Level I Econ is challenging, no doubt. Note, however, that the Taylor rule has not been covered in the curriculum since 2011. The new (last year) CFA Econ book is 565 pages (20% of the curriculum pages), and I took that down to a focused 260 pages in the SchweserNotes. In the latest curriculum, the neoclassical economic theory is only mentioned in relation to LOS 18.c, which states “…describe theories of the business cycle.” I explained the important points (in a paragraph, not bullet points) on page 153 of the SchweserNotes Econ book. The neoclassical economists believed that all deviations from full employment are temporary, and that the economy will naturally (and rapidly) return to full employment equilibrium as resource prices adjust. Thus, there is no real neoclassical theory of business cycles, so it therefore doesn’t get much coverage in the CFA curriculum books or the SchweserNotes as a result. It is really just the starting point of explaining the origins of Keynesian theory. Be sure to focus on the Learning Outcome Statements, as they tell you what is “fair game” for the exam. You might also want to join my online class that takes places on Tuesday nights from 6:30 pm to 9:30 pm ET. A great many CFA candidates find that our online, video, or live CFA instruction is a necessary complement to reading the CFA readings and/or SchweserNotes. This is an efficient way to understand and retain the material, and an effective way to keep on track and be successful on the exam. I also answer candidate questions for all the candidates in my class. In closing, I don’t think you could expect to fully understand the material if you took a college course in econ with only the textbook and didn’t attend any of the lectures!
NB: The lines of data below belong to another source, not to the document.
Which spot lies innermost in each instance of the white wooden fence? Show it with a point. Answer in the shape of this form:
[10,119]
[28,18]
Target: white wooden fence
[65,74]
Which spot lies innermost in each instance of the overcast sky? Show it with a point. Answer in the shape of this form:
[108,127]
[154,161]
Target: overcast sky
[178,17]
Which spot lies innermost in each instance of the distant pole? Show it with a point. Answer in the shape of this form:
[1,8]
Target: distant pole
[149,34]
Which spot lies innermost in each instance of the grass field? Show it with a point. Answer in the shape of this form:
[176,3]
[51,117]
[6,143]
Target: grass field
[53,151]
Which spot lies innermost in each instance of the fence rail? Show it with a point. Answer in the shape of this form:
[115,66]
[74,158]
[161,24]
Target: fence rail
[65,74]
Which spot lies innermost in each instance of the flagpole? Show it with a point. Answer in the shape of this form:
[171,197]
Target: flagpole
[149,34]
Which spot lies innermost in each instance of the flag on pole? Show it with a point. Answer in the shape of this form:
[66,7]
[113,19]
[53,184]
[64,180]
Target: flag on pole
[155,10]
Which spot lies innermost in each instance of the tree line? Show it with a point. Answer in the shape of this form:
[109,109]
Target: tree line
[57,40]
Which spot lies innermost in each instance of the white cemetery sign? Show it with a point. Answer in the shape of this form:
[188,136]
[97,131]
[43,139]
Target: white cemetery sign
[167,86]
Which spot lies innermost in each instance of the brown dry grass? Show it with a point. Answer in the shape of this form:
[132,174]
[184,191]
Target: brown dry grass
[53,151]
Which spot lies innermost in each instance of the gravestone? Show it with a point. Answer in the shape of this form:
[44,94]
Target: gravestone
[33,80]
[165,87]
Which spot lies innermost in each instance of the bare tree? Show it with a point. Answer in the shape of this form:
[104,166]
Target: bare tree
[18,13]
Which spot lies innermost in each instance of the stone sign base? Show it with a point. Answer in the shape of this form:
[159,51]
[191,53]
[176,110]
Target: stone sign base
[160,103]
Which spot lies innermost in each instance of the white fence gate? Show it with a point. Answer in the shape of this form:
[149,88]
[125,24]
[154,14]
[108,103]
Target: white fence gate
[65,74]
Please refer to page 542-547 of the curriculum. It’s all about the Taylor Rule. I agree that the LOS should be the focus of our learning, but the blue-box examples are hugely important, and in the curriculum, the blue-box example on the impact of Monetary Policy on exchange rates compares the Mundell-Fleming Model to the Taylor Rule.

Please refer to LOS 15i: Compare classical growth theory, neoclassical growth theory , and endogenous growth theory. The curriculum covers neoclassical theory it in a lot of detail and the theory is also talked about in relation to the convergence debate and growth in an open economy.